Titelteam Stuttgarter Zeitung: Thea Bracht (tab)


Wie wichtig war der Wikileaks-Mitbegründer denn als Identifikationsfigur?


Es wäre auf jeden Fall besser gewesen, wenn das Projekt im Vordergrund gestanden hätte - und nicht die Person Julian Assange. Andererseits weiß man nicht, wie bekannt Wikileaks heute ohne ihn wäre. Vielleicht besteht nun eine Chance, das Projekt dezentraler anzulegen. Es müsste zum Beispiel in mehreren Ländern Pressesprecher geben.

Kritiker werfen Wikileaks vor, nicht verantwortungsvoll genug bei der Veröffentlichung von geheimen Dokumenten vorzugehen. Es fehle die demokratische Legitimation. Befürchten Sie, dass die aktuelle Debatte Wikileaks und dem Internet schadet?


Nein, die Regierungen haben gemerkt, dass es Bereiche gibt, die sie nicht kontrollieren können. Wenn sie darauf mit Zensur reagieren, gibt es genügend Bürger, die sich dagegen wehren und für Informationsfreiheit kämpfen. Die Debatte hat das öffentliche Bewusstsein auf jeden Fall geschärft.

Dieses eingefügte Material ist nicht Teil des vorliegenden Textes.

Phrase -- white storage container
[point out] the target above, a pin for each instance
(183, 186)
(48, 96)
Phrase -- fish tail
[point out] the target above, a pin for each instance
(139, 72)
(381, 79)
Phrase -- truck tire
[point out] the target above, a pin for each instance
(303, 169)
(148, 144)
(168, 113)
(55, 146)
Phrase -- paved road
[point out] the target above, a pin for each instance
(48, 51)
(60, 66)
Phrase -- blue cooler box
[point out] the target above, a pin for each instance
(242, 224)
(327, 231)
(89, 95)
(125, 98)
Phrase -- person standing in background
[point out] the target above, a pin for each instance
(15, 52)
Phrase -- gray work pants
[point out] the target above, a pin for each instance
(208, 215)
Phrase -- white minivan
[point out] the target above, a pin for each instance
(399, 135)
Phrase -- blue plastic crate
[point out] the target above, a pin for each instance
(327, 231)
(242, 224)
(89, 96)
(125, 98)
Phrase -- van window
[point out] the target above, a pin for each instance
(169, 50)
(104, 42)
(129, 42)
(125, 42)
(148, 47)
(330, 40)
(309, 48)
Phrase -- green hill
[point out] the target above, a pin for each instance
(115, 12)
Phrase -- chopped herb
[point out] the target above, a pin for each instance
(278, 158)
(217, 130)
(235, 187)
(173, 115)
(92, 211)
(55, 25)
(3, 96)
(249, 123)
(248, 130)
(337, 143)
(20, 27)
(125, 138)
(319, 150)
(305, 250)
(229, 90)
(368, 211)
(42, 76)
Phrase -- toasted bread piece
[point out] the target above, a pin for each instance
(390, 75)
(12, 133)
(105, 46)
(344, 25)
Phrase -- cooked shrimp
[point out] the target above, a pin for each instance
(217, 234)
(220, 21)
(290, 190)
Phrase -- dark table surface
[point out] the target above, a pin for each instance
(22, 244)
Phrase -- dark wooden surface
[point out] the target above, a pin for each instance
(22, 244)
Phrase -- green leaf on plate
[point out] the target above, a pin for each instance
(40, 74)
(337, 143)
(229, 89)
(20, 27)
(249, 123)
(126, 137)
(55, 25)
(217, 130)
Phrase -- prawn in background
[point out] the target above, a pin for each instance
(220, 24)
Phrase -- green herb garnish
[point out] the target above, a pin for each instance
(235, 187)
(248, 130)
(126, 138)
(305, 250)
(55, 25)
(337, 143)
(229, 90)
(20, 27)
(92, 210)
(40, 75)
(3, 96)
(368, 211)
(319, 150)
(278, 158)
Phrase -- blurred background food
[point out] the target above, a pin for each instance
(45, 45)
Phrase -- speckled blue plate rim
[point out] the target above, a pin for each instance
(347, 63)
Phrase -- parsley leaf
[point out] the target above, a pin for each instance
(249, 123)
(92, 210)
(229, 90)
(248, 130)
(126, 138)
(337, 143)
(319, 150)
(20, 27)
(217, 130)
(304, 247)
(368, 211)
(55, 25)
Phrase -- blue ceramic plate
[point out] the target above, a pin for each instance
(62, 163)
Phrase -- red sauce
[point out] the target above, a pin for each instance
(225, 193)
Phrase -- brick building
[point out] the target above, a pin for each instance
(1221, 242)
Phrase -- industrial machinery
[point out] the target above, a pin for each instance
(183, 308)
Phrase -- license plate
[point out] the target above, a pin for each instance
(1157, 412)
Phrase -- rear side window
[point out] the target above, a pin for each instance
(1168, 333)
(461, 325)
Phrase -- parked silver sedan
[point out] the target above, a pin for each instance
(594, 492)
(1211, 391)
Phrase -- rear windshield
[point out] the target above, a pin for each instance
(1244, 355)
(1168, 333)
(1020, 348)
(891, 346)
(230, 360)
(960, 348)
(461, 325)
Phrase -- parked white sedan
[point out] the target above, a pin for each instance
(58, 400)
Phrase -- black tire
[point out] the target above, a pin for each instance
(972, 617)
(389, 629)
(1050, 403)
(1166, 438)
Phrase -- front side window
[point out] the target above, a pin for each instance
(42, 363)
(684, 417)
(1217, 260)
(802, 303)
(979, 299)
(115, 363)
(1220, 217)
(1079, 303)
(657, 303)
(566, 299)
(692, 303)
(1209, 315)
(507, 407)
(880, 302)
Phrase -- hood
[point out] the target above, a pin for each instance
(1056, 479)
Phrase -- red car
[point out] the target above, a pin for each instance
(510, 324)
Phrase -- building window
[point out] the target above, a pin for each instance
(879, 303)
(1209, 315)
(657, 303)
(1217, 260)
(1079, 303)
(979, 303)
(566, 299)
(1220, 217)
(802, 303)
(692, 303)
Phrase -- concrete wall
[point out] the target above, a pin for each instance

Der ehemalige Wikileaks-Sprecher Daniel Domscheit-Berg, der Assange massiv kritisiert hat, baut gerade eine neue Plattform auf, die in den nächsten Tagen starten soll: Openleaks. Es handelt sich um eine Art Vermittlungsstelle von geheimen Nachrichten, auf der Plattform selbst sollen keine Dokumente veröffentlicht werden. Hat Domscheit-Berg Sie um Mitarbeit gebeten?


Früher hatte ich regelmäßig Kontakt zu ihm, bin aber jetzt nicht dabei. Ich halte die neue Plattform für eine gute Sache, auch wenn ich noch nicht weiß, ob das Konzept aufgeht. Vermutlich werden in nächster Zeit noch vier oder fünf weitere Enthüllungsplattformen entstehen. Das ist nicht schlecht, doch eine Gefahr sehe ich darin, dass Sicherheitsmechanismen fehlen. Man braucht schon einiges an technischem Wissen, um die Quellen wirklich zu schützen.

Befürchten Sie, dass Ihr Engagement Konsequenzen für Sie haben könnte?


Da mache ich mir keine Sorgen - weder in beruflicher noch in sonstiger Hinsicht. Ich stelle ja auch keine eigenen Inhalte auf die Seite, um nicht angreifbar zu sein. Im Moment läuft noch ein Verfahren gegen mich, weil man über Wikileaks.de auf eine australische Internetzensurliste kommt, die bei Wikileaks veröffentlicht wurde. Von den 3000 Links auf der Liste führen ein paar zu kinderpornografischem Inhalt. Ich warte aber seit einem Dreivierteljahr auf einen neuen Verhandlungstermin.

Wie viel Geld hat Sie Ihr Engagement bei Wikileaks bisher gekostet?

Mehr als 1000 Euro hab ich noch nicht ausgegeben. Außerdem hat mir Wikileaks Unterstützung zugesagt.